Persiguió al sujeto hasta el aparcamiento y lo encontró allí, con la mirada clavada en algo que aferraba entre sus manos. Cuando la luz de un automóvil lejano los iluminó descubrió una daga de la que corría un hilo de sangre. El intruso que parecía no haberla notado comenzó a escalar por las tuberías del edificio, daga en mano. Rosie se quedó allí, y claro podríamos pensar que era una tontería de su parte, pero es que algo en una ventana, acaso un rostro que aunque borroso se distinguía desde allí, la había hecho detenerse en seco y quedarse petrificada en su sitio. En ese instante Rosie veía su propia figura apoyada en el cristal de la ventana, con la vista recorriendo el aparcamiento. Rosie alzó los brazos y ella la vio, parecía saludarla, esta pensó en gritar, pero quizás había otra opción. El sujeto continuaba el trayecto por las tuberías y ya había alcanzado una buena distancia, mientras Rosie corría por el aparcamiento y atravesaba la esquina del edificio, directo a su propia habitación. La joven decidió que debía ayudarse, aunque en su cabeza tales palabras no tuvieran mucho sentido. Subió las escaleras sin pensar, sin ni siquiera detenerse a respirar hasta alcanzar el pasillo del cuarto piso, que era el suyo. Desesperada comenzó a golpear a su puerta, acercó un oído a la madera y se escuchó a sí misma atravesar la habitación y golpear algo de cristal. Si bien podía entrar y ayudarse, a Rosie le pareció muy extraño ver su propio rostro, y llegó a la conclusión de que era preferible guiar a la Rosie de la habitación hasta abajo sin necesidad de encontrarse con ella.
Haciendo todo el ruido posible comenzó a bajar los escalones, escuchó el sonido de su puerta al abrirse y cuando regresó al primer piso vio su propio rostro observándola desde arriba para luego desaparecer y comenzar a descender por las escaleras. Su plan había funcionado, agarró un abrigo negro que alguien había dejado y salió del edificio, llegó hasta el aparcamiento y encontró allí, en el suelo, una daga ensangrentada que sostuvo entre sus manos.
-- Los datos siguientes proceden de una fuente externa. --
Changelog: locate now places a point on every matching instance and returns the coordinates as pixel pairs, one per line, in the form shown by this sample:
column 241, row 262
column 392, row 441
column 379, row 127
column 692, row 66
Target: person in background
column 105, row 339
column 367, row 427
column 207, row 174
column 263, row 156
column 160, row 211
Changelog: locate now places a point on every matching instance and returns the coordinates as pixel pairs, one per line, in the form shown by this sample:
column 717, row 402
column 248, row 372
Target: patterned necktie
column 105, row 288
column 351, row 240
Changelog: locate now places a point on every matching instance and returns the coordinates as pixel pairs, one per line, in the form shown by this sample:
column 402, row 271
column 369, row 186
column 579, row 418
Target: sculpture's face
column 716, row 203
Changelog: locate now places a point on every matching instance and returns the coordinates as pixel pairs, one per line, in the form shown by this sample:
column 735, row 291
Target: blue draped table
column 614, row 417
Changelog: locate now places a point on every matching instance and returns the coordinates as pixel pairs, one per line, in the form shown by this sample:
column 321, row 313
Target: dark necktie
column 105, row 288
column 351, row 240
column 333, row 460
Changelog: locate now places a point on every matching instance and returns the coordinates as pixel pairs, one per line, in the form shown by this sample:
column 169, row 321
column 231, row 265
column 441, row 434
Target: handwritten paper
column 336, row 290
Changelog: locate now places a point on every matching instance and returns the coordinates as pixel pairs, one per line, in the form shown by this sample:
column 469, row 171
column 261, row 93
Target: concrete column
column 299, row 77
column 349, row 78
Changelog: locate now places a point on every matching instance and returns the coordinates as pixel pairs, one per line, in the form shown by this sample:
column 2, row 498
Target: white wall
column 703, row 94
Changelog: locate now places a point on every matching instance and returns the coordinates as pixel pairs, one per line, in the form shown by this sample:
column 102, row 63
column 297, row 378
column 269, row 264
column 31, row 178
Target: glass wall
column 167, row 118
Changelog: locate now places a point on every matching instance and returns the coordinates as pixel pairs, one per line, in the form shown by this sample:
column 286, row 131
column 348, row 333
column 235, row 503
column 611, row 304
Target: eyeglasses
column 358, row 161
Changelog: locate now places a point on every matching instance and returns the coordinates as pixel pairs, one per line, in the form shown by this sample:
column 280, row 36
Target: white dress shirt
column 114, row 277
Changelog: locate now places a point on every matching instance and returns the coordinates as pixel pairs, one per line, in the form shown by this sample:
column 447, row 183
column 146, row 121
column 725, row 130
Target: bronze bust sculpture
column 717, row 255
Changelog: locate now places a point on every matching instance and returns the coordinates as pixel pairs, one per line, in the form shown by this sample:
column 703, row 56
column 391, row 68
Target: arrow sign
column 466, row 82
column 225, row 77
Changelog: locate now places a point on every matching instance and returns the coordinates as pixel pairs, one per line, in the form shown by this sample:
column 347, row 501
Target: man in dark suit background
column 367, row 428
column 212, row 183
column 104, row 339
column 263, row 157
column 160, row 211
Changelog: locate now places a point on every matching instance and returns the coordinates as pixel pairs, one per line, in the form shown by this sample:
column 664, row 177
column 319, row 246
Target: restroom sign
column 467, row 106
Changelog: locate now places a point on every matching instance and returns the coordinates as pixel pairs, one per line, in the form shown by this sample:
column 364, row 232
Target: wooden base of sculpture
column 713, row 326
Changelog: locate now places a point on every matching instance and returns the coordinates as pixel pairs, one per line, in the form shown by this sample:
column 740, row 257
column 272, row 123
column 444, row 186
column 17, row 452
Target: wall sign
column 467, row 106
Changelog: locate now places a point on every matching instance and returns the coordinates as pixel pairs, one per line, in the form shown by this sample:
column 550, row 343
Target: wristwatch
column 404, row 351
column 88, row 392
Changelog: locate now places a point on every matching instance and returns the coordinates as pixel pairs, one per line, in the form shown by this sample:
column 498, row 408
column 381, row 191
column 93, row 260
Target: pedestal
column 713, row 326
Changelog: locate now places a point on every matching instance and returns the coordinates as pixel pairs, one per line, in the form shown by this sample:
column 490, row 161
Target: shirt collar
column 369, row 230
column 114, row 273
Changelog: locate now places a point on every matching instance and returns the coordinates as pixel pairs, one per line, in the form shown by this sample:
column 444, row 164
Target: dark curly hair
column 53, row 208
Cuando alzó la vista notó algo, algo que no estaba allí antes, en la ventana de abajo a la suya tendía lo que aparentaba ser una mano humana, y cuando la luz de un automóvil lejano brilló en el aparcamiento, Rosie pudo ver con claridad un hilo de sangre correr por la pared, proveniente de esa ventana. Sin pensarlo dos veces, Rosie comenzó a escalar por las tuberías, sin percatarse de una versión suya que recién arribaba al aparcamiento, y de otra más que en ese instante se decidía por irse a dormir.